ForestPersons is the first large-scale benchmark dataset specifically designed for under-canopy missing person detection in forest environments (96,482 images + 204,078 annotations). By simulating the low-altitude flight perspective of micro aerial vehicles (MAVs) at 1.5–2.0 meters, the dataset covers multi-season, multi-weather, multi-pose, and multi-occlusion-level conditions representative of real search-and-rescue (SAR) scenarios, providing a solid foundation for training and evaluating under-canopy person detection models.

Background & Motivation

Background: UAVs have been widely deployed in SAR operations, enabling rapid coverage of large open areas. With advances in hardware miniaturization and SLAM technology, MAVs are now capable of safe navigation and exploration in GPS-denied forest environments.
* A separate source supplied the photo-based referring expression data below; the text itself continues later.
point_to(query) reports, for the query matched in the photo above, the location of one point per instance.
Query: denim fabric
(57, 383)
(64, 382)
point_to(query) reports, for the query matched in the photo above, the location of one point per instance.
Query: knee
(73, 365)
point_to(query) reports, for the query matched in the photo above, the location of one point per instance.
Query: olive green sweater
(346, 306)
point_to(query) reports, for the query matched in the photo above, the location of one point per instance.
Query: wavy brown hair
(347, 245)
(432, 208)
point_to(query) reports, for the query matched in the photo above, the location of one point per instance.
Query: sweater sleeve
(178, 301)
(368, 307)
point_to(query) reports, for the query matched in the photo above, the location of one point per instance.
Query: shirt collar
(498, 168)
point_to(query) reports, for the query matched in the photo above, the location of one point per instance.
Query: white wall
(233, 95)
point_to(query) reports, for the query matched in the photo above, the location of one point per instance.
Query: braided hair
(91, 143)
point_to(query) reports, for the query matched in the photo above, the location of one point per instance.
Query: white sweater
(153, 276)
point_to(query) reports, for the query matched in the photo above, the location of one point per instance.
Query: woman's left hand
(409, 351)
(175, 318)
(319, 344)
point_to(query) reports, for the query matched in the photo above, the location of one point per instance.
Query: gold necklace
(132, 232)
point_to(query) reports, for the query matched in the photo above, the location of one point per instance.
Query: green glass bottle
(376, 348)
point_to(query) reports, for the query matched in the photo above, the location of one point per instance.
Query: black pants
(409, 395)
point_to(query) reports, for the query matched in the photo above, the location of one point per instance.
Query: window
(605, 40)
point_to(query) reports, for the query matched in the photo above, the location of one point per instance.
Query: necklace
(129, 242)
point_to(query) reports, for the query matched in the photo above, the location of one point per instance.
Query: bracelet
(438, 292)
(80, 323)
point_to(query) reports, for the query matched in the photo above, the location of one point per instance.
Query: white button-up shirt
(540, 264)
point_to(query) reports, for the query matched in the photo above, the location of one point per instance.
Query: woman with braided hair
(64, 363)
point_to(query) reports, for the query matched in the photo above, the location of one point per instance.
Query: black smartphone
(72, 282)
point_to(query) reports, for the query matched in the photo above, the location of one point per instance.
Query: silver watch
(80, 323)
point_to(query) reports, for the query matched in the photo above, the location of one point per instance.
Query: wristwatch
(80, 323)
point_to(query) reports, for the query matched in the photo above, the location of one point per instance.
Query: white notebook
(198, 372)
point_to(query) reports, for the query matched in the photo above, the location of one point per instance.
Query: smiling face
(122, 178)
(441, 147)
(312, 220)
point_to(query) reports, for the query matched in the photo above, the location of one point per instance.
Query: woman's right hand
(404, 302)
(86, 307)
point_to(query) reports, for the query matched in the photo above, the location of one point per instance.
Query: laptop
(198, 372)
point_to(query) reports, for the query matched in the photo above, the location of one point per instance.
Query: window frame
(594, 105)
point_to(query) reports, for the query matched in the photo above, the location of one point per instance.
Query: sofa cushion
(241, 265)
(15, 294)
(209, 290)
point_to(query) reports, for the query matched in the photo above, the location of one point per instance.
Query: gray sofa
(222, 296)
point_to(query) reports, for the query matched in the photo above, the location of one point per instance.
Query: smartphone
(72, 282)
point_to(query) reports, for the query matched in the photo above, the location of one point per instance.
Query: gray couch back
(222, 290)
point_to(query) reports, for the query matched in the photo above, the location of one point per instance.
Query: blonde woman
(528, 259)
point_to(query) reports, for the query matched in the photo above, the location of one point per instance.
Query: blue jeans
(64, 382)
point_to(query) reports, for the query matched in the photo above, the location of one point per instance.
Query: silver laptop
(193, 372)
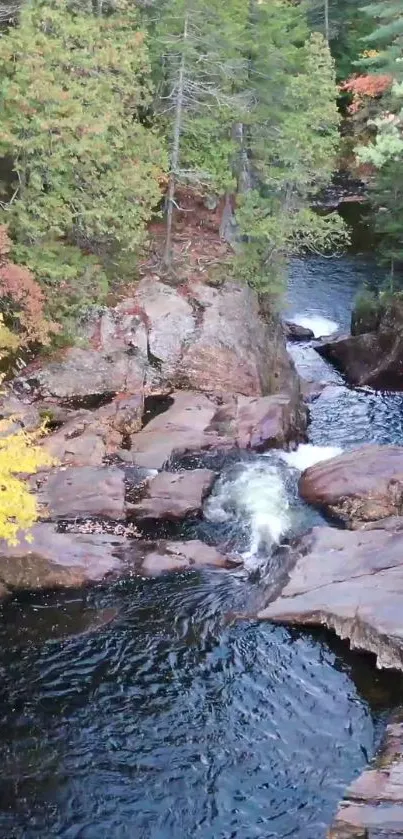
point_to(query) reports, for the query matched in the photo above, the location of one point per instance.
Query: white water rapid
(255, 497)
(307, 455)
(320, 326)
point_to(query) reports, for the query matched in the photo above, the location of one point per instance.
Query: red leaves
(24, 295)
(370, 86)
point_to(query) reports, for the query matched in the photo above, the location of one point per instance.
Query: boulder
(374, 357)
(270, 422)
(373, 804)
(94, 492)
(350, 582)
(52, 560)
(296, 332)
(233, 349)
(87, 437)
(197, 337)
(164, 557)
(352, 355)
(173, 495)
(82, 375)
(358, 486)
(197, 423)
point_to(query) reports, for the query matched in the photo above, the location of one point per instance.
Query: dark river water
(173, 720)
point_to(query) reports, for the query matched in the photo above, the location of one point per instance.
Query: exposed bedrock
(350, 582)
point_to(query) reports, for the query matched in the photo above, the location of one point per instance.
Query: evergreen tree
(386, 37)
(73, 86)
(251, 107)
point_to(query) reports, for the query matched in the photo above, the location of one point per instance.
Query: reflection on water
(144, 711)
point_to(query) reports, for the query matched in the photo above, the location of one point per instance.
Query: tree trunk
(175, 150)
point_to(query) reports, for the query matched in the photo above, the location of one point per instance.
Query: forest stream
(146, 711)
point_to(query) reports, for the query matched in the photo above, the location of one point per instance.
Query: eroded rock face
(351, 582)
(173, 496)
(53, 560)
(57, 560)
(165, 557)
(194, 337)
(196, 423)
(359, 486)
(373, 804)
(373, 357)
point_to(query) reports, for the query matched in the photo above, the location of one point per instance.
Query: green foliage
(386, 37)
(384, 152)
(294, 141)
(348, 26)
(72, 90)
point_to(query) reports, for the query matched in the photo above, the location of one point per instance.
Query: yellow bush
(19, 455)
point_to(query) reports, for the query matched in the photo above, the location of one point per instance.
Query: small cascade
(307, 455)
(254, 498)
(319, 325)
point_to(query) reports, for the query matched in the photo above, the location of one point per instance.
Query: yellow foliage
(19, 455)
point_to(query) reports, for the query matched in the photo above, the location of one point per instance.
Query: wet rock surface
(215, 371)
(350, 582)
(162, 557)
(196, 423)
(359, 486)
(373, 357)
(372, 807)
(173, 495)
(53, 560)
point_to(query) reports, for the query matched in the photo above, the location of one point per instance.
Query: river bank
(148, 705)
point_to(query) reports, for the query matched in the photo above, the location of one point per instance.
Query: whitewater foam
(257, 496)
(319, 325)
(307, 455)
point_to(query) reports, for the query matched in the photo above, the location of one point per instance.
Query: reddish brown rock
(166, 557)
(373, 805)
(173, 495)
(269, 422)
(296, 332)
(351, 582)
(358, 486)
(84, 492)
(196, 423)
(234, 349)
(373, 357)
(88, 437)
(54, 560)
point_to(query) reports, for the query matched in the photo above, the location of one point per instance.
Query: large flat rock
(351, 582)
(358, 486)
(173, 496)
(372, 807)
(197, 423)
(83, 492)
(51, 560)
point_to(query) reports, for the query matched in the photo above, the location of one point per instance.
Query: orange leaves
(24, 296)
(362, 88)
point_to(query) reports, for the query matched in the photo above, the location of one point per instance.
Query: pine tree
(73, 87)
(387, 37)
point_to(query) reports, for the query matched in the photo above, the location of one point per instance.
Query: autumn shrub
(19, 455)
(22, 302)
Limitations of Prior Work:

  1. Viewpoint Limitation: Existing SAR datasets (HERIDAL, WiSARD, SARD, VTSaR) are collected from high-altitude nadir or oblique perspectives, where dense forest canopies cause persons to occupy only a few pixels in the image, making detection extremely difficult.
  2. Scene Bias: Ground-level person detection datasets (COCO, CrowdHuman, CityPersons) primarily cover standing or walking individuals in urban environments, which differs substantially from forest SAR scenarios — cases such as lying down, sitting, and vegetation occlusion are rarely represented.
  3. Missing Annotations: No existing dataset simultaneously provides occlusion-level and pose annotations, preventing systematic evaluation of detection capability under varying difficulty conditions.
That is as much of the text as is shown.